La partie la plus importante de l’histoire est ce qui s’est passé avant que Kennedy ne prononce son discours d’acceptation.

Même si sa foi rendait les dirigeants du parti nerveux, ils avaient carrément peur de l’impact qu’une manifestation pour les droits civiques pendant la Convention nationale démocrate pourrait avoir sur les élections de novembre. C’était en 1960. L’année a commencé avec des étudiants noirs contestant la ségrégation avec des sit-in au comptoir des repas dans tout le Sud profond, et au printemps, le Comité de coordination des étudiants non-violents s’était formé. Le révérend Martin Luther King Jr. n’était pas l’organisateur de la manifestation lors de la convention, mais il prévoyait d’y être, garantissant ainsi l’attention des médias. Pour tenter d’empêcher toute cette scène, l’homme noir le plus puissant du Congrès a été envoyé pour l’arrêter.

Le révérend Adam Clayton Powell Jr. était également un combattant des droits civiques, mais le représentant de la Chambre préférait l’approche législative, où les accords en coulisses étaient conclus en silence et son pouvoir le plus concentré. Lui et King voulaient les mêmes choses pour les Noirs. Mais Powell – qui a été élu pour la première fois au Congrès en 1944, l’année même où King s’est inscrit au Morehouse College à l’âge de 15 ans – a été menacé par l’influence croissante du jeune homme. Il craignait également que son incapacité à arrêter la manifestation lors de la convention ne nuise à ses chances de devenir président d’un comité de la Chambre.

C’est ainsi que Powell – le fils d’un pasteur et lui-même pasteur baptiste à Harlem – a déclaré à King que s’il n’annulait pas, Powell mentirait aux journalistes en disant que King avait une liaison homosexuelle avec son mentor, Bayard Rustin. King est resté fidèle à son plan et a mené une manifestation – même si une telle rumeur n’aurait pas seulement nui à King, mais aurait également miné la crédibilité de l’ensemble du mouvement des droits civiques. Rappelez-vous, c’était en 1960. Avant la marche sur Washington, avant l’adoption du Voting Rights Act, avant le démantèlement des lois Jim Crow que Powell avait juré de démanteler lors de sa première candidature aux élections.

Cette menace, mes amis, est la partie la plus importante de l’histoire.
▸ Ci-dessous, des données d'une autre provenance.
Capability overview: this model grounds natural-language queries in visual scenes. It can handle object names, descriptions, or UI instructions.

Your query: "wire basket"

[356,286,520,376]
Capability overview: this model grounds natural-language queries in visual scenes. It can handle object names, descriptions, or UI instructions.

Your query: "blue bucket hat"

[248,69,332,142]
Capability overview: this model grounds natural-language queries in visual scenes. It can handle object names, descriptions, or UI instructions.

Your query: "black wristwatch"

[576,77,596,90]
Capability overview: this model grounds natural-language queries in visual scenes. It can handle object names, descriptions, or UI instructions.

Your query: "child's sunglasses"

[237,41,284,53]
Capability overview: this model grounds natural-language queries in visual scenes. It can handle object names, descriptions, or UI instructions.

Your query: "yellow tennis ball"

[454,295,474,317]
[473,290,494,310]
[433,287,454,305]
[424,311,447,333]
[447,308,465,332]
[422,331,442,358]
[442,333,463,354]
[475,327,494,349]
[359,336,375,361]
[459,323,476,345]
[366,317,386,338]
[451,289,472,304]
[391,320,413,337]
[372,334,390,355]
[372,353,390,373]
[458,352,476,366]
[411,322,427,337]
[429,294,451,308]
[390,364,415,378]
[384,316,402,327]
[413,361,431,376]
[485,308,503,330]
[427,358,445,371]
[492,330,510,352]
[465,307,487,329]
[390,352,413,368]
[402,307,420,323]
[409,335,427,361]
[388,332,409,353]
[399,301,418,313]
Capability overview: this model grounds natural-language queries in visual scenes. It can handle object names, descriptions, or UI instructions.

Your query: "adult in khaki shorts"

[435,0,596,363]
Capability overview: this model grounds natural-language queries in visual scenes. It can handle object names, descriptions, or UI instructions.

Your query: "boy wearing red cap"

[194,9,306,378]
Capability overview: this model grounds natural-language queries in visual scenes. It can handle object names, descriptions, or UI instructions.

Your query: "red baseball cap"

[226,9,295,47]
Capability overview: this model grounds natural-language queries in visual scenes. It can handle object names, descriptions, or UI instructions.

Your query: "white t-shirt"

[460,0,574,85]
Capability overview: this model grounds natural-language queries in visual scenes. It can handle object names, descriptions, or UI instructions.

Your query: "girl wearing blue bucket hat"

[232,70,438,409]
Ce n’est pas que Powell ne voulait pas le meilleur pour le pays. C’est juste qu’il voulait être considéré comme celui qui le faisait et qu’il était prêt à faire dérailler le bien issu du mouvement des droits civiques pour assurer sa propre place au pouvoir. Il y a toujours eu des gens prêts à faire de tels compromis. Parfois, ils habillent leurs intentions d’Écritures pour les rendre plus acceptables ; d’autres fois, ils jouent sur nos peurs les plus sombres. Ils ne se soucient pas du nombre de personnes blessées au cours du processus, même si ce sont les mêmes personnes dont ils prétendent s’occuper.

C’était le cas à Los Angeles en 1960.

C’était vrai à Washington, DC, le 6 janvier 2021.

C’est vrai dans les rues de l’Amérique aujourd’hui.

Qu’il s’agisse d’un pasteur âgé menacé par l’influence croissante d’une voix plus jeune ou d’un président qui s’accroche à son poste après avoir perdu une élection : pour rester roi, certains hommes sont prêts à incendier tout le royaume.